It's the nature of big adventures...
You start, lacking in the ability to comprehend the task ahead, unsure of the landscape, doubting everything you've put into the planning and preparation, and unable to trust in your instincts to survive.
The journey to Nordkapp was long, 28 hours long and three times as expensive as first thought.
The wind is blowing. Strong enough that any tent in the area is held in place using large boulders, and the wind is bitingly cold. My tent is quick to setup, but within seconds of being ready for the first night, the main pole snaps. The middle section is now 3 and the design of the tent relies on a strong and flexible main pole. A repair tube is borrowed, a tent peg is tightly taped around the break but the forces that act on the pole are too high and it slowly sags. As though life was sleepy being drained from its once rigid frame.
I have to share a tent with Sophie, a lass who is running Scandinavia on the same route. Two nights shared until a new solution is found. A pole used to hold the tent up. Not ideal in anything but good weather but a solution better than sleeping amongst the midge and mosquitos. Day after day the landscape stretches out and not even a foot print is seen for days. There is not trail to follow other than the occasional cairn and splat of red paint. Distances become irrelevant as there is no way of working them out and hour after hour is spent with wet feet. Purgatory in the swamp lands of Norway. We travel beneath the sea in a tunnel. We tracker up mountains, me ahead and Sophie following in the distance, never too far that I lose sight of her. I am concerned about her ability to survive in this environment, and day after day she seems to get slower, her feet covered in blisters and despite her refusal to admit openly, painfully sore.
Day 8 we get lost...
The trail marking vanish and I have to use map and compass to workout where we are, where to head for and eventually across the river is a trail marking. The tension eases, Sophie unleashes some tears, admitting that she is tired & in pain, so it is time to stop and set up camp. A windy and wet eve on a hilltop, a breakfast of nuts, drying clothes and equipment in the gusts of wind and getting ready to head to a spot where we can find shelter. Sophie has decided to leave the trail and head to the bottoM of Scandinavia off the trail. It is beyond her skill set and I can't afford to stay with her. Time is running short as winter approaches and the chances of crossing the Swiss Alps reduces with each delay.
We part and I feel my adventure has now begun. I feel no responsibility other than for myself and it feels good. 80km, a tent pole replacement that never arrived, a bridge collapsing and my camera getting soaked, being freezing cold for what seems like hours and hours, sleeping between a bench and a cairn on a hill top, camping later, increasing the pace and then...
Falling from a rock in a river and without realising till 10km later, damaging my leg.
The pain gets worse until every step feel like a Herculean effort of will.

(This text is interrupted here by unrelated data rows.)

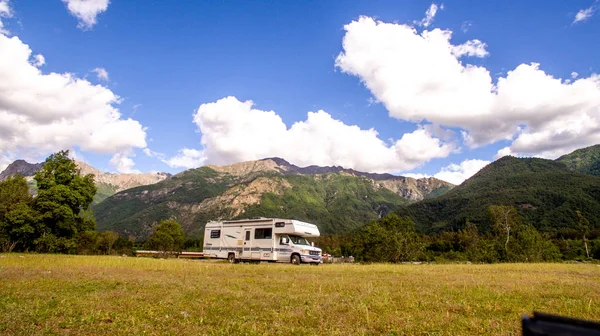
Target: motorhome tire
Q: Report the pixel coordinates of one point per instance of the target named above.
(295, 260)
(231, 258)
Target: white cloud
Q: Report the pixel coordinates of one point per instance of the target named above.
(465, 26)
(429, 15)
(506, 151)
(86, 11)
(457, 174)
(584, 14)
(5, 12)
(4, 162)
(38, 60)
(233, 131)
(474, 48)
(123, 163)
(186, 158)
(41, 113)
(101, 73)
(423, 77)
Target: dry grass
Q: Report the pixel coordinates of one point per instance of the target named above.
(89, 295)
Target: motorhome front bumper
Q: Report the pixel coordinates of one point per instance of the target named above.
(311, 259)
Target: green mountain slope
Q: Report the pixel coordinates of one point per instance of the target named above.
(585, 160)
(545, 193)
(336, 199)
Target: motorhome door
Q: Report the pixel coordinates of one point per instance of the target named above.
(246, 253)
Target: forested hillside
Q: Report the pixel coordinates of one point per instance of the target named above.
(545, 193)
(584, 160)
(336, 199)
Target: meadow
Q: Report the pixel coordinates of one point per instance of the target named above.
(109, 295)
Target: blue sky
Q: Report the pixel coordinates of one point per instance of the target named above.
(166, 58)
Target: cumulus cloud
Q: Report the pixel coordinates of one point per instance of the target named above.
(429, 15)
(86, 11)
(123, 162)
(234, 131)
(5, 12)
(186, 158)
(458, 173)
(424, 77)
(101, 73)
(455, 173)
(4, 162)
(584, 14)
(41, 113)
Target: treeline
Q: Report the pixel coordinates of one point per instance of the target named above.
(395, 239)
(53, 220)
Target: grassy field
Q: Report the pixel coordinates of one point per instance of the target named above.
(91, 295)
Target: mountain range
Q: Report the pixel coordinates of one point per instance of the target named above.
(546, 193)
(108, 183)
(335, 198)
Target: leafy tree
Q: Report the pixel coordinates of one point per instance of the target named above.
(63, 197)
(107, 240)
(17, 219)
(584, 228)
(167, 237)
(504, 220)
(390, 239)
(531, 246)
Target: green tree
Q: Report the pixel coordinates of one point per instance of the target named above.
(583, 225)
(505, 221)
(17, 219)
(108, 240)
(167, 237)
(63, 198)
(390, 239)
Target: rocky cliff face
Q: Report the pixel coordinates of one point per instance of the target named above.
(335, 198)
(108, 183)
(122, 181)
(409, 188)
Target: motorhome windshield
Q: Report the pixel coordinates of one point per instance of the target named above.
(299, 240)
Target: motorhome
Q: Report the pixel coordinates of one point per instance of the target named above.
(262, 239)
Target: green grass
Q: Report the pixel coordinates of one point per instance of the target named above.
(91, 295)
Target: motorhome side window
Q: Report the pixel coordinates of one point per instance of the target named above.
(263, 233)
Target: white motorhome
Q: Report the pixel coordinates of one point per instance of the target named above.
(262, 239)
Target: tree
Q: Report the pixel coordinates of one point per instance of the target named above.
(167, 237)
(17, 219)
(504, 220)
(583, 225)
(63, 197)
(390, 239)
(107, 240)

Two days of nonstop and blinding pain. The temptation to press the SOS button, the need to get closer to civilisation and knowing there is 100km of mountain passes, river crossing and marshes before I am likely to even get a mobile signal and all with the background scent of food running out. I eat a cup of powdered milk and drink rapeseed oil left in a cabin. Fuel is fuel and even the foods I dislike are not be ignored.
I now reach more popular trails and meet three Finnish lads, dubbed the Knights that go Ni, a form of agreement in Finnish, where any statement made is likely to be countered with 'Ni', their presence helps get me 60km to the nearest village, a day's rest and trying to solve the issue with my leg, then more km of mountains. The highest on the rite so far with sections of frozen ground and snow, mountains carved and shaped by waterfalls, lakes bigger than any seen so far, snow storm and gales as I cross a mountain pass at 1000m and then a descent to the village of Abisko.
I'm sat here thinking that the terrain and landscape I have been through is increible. I referred to it as hostile in blog posts, but really it is neither hostile of friendly. It is what it is... A landscape that shapes man, and not one shaped by man. Ahead I have the biggest sections of no mans land, interspersed with mountain cabins and I wait to find out about a replacement tent. Without it, my progress is dictated by cabins and I have only the shelter of a survival bag should the weather turn. Autumn has arrived in the Arctic circle and with it the ever present threat of heavy snow and temperatures below zero.
I have new equipment... A 30l bag, adapted to provide more space internally and allow me to store waterproofs on the outside of the pack, I have 15000 calories of food and 6000 calories of Tailwind nutrition (an electrolyte sports drink) and between me and the next opportunity to replenish food supplies lies 250km of mountain wilderness. True wilderness where the chances of meeting a fellow human is low.
Still... The pain, the lack of calories (Aprox 600 calories per day for the first 25), enduring the cold and wet would have been for naught if I am to stop now.